Especificamente no Piauí, diz o ministério, foram investidos R$ 67,7 milhões para obras em 507 unidades de saúde e R$ 18 milhões para compra de equipamentos para 98 unidades. “Também foram aplicados R$ 26,3 milhões para construção de 12 UPAs e R$ 93,7 milhões para reforma/construção de 10 hospitais”, afirma a pasta em nota.

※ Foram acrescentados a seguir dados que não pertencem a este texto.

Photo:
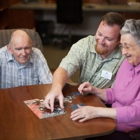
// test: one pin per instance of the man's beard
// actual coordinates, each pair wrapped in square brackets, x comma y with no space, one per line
[100,50]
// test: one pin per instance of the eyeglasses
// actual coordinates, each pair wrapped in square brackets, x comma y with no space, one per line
[126,47]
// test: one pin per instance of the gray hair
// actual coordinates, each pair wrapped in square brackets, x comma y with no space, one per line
[132,26]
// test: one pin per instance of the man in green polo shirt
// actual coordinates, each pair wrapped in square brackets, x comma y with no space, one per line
[98,58]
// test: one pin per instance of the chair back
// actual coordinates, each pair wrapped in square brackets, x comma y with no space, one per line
[6,33]
[69,11]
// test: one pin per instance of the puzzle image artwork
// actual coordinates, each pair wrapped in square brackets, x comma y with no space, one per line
[37,106]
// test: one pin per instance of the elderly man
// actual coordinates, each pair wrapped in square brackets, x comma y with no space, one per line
[98,58]
[21,64]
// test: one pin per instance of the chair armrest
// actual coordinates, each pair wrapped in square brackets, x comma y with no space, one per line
[135,134]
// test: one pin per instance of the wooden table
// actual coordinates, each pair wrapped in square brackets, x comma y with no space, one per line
[18,122]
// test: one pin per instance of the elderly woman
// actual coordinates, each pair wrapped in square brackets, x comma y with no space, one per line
[125,95]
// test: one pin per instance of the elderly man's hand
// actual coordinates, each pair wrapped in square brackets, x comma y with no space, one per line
[51,97]
[86,88]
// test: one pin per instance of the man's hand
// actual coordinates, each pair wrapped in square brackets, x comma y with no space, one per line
[86,88]
[51,97]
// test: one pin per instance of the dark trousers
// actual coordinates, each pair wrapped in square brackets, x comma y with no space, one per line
[113,136]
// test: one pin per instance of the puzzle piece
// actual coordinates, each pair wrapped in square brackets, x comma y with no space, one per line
[75,106]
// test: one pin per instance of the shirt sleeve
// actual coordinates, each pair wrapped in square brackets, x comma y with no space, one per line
[73,60]
[130,113]
[45,75]
[110,96]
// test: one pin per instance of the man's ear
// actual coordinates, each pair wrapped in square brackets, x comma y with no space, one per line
[9,49]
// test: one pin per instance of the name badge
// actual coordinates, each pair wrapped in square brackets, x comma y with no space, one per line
[106,74]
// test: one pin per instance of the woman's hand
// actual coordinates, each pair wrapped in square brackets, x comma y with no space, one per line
[84,113]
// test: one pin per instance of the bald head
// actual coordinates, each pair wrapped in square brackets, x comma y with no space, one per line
[20,46]
[19,36]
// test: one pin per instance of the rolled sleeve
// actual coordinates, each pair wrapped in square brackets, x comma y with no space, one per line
[109,96]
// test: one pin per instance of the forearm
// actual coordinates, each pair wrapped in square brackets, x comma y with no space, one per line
[101,93]
[106,112]
[60,77]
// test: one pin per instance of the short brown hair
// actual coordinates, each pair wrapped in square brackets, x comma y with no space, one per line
[112,18]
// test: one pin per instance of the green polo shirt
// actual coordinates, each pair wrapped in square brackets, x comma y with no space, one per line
[83,56]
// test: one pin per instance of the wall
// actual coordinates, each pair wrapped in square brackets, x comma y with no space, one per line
[88,27]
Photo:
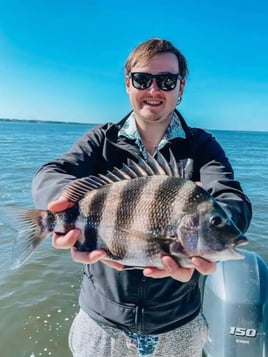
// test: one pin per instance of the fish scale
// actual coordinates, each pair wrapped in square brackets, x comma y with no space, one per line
[137,214]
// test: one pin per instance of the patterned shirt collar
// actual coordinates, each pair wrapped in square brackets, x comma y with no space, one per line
[130,131]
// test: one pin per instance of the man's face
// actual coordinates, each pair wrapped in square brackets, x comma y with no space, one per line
[153,104]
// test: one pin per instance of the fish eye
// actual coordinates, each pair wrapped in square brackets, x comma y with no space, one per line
[216,221]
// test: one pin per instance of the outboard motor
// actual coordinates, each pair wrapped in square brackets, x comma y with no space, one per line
[235,304]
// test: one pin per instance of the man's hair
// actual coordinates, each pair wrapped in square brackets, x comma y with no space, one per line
[145,51]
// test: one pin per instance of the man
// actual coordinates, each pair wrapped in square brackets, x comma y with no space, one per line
[154,312]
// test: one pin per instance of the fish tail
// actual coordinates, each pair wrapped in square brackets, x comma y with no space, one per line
[31,226]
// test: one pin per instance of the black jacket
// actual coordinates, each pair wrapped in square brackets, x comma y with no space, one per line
[127,299]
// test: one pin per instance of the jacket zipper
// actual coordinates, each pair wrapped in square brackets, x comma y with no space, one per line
[140,307]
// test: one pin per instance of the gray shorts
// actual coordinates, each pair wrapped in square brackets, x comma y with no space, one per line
[88,339]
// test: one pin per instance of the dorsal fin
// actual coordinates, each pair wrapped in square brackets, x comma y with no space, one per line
[150,167]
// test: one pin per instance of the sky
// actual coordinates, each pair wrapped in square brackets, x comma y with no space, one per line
[63,60]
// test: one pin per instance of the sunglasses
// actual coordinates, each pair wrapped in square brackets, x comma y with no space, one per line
[164,81]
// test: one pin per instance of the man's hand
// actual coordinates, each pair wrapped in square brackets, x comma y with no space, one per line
[173,270]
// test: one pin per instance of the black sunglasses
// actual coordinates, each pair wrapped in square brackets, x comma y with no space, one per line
[165,81]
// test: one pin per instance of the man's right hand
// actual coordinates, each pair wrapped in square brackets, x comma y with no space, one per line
[67,241]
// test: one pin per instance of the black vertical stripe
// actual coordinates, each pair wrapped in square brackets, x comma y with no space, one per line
[162,203]
[129,198]
[95,208]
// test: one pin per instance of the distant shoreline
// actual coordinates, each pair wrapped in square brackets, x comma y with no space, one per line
[96,124]
[42,121]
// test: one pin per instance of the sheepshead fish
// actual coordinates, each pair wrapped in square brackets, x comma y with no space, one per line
[137,214]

Wilson Cabral, um dos médicos que trabalha em Caxingó, considera a concepção do programa Mais Médicos “falha”. “Não somos contra o programa, mas os novos profissionais estão sendo prestigiados, quando não há estímulo e respeito aos médicos com uma experiência já consolidada. O que não podemos aceitar é a atuação desses profissionais sem o Revalida [exame que faz a revalidação de diplomas estrangeiros]”, afirma.
De acordo com a assessora técnica da Secretaria de Saúde de Caxingó, Ilvanete Tavares Beltrão, o “não” ao Mais Médicos tem explicação. Segundo ela, a cidade priorizou a participação em outros programas para assegurar e melhorar o acesso da população ao serviço de atenção básica, como o Núcleo de Apoio à Saúde da Família (Nasf), que prevê a contratação de profissionais como psicólogos, nutricionistas e fisioterapeutas na equipe, mas que ainda não foi implantado.

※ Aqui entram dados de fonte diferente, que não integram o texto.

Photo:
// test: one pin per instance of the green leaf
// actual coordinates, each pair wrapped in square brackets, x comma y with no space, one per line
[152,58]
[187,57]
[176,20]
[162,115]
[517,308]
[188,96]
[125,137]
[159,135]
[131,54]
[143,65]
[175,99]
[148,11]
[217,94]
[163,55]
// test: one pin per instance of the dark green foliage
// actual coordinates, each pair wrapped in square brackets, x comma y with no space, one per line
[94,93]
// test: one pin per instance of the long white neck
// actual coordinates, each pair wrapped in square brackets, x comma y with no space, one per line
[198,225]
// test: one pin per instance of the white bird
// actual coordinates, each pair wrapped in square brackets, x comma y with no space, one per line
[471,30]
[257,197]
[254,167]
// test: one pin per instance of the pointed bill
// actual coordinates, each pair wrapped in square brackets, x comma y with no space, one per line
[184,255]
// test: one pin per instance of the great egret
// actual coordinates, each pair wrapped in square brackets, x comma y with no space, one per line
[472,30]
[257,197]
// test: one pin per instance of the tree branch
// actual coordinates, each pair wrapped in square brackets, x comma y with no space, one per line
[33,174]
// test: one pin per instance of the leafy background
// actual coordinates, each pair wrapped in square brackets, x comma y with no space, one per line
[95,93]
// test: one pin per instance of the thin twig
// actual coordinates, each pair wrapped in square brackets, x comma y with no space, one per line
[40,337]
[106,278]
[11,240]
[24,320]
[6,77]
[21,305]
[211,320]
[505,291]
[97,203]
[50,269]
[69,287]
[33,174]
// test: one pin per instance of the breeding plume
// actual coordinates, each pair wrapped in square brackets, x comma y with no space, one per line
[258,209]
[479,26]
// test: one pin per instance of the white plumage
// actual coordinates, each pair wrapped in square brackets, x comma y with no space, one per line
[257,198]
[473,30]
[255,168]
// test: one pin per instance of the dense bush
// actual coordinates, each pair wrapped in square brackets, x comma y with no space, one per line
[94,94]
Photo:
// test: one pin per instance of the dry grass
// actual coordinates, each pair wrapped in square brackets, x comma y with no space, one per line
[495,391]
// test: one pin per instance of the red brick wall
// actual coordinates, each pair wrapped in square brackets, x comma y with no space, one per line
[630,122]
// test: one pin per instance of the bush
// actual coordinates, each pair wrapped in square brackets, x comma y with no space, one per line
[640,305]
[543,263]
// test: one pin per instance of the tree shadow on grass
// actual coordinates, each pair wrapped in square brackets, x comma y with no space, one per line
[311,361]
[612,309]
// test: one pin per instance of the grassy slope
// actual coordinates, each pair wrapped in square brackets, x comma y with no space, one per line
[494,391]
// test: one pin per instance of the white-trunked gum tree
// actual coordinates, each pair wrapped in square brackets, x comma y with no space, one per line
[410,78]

A prefeitura também tenta aderir ao Programa Nacional de Melhoria do Acesso e da Qualidade da Atenção Básica (PMAQ), visando mais recursos para a saúde. Segundo a administração municipal, o dinheiro seria usado na compra de material para as três UBSs e implementação no salários dos profissionais.
“Essa foi uma decisão compartilhada, porque diante dos nossos indicativos não vimos a necessidade de ter mais um profissional, mas priorizar programas que venham a dar melhor suporte ao trabalho que já vem sendo feito. Não concordamos com essa verticalização das ações do Ministério da Saúde em dizer o que estamos precisando. Temos que ajustar necessidades às possibilidades”, diz.
A Secretaria de Saúde pretende implantar até o próximo ano o atendimento de emergência nos fins de semana, e a prefeitura conseguiu a aprovação junto ao Ministério da Saúde a aquisição de uma unidade do Serviço de Atendimento Móvel de Urgência (Samu), que será compartilhada com a cidade vizinha de Caraúbas, distante 12 km. Segundo o secretário, o serviço vai funcionar a partir de 2014. As três unidades de saúde também estão passando por uma ampliação.
Atendimento
“Sempre que eu venho atrás de uma consulta eu consigo e isso não era tão fácil. Já precisei por duas vezes e fui atendida. Não há muito o que reclamar. O médico demora porque vem de outra cidade, mas, para mim, isso é normal”, afirma a auxiliar de serviços gerais Fátima Nascimento.
A dona de casa Maria Cilda de Sousa Gomes mostra o cartão de vacina do filho caçula de dois anos atualizado. Ela ajuda a engrossar a fatia de moradores que sobrevivem com a renda do Programa Bolsa Família — 82% do total do município.
Com o ganho mensal de R$ 244 que recebe do programa federal, ela mantém com dificuldade o sustento da casa de quatro cômodos. Por outro lado, ela diz que a acesso fácil ao serviço de saúde lhe garante a medicação em casos onde há necessidade de tratamento. “Graças a Deus nós temos médicos e médicos bons e medicação também. Aqui só não dá para resolver os casos de urgência. Não tenho o que reclamar não”, afirma.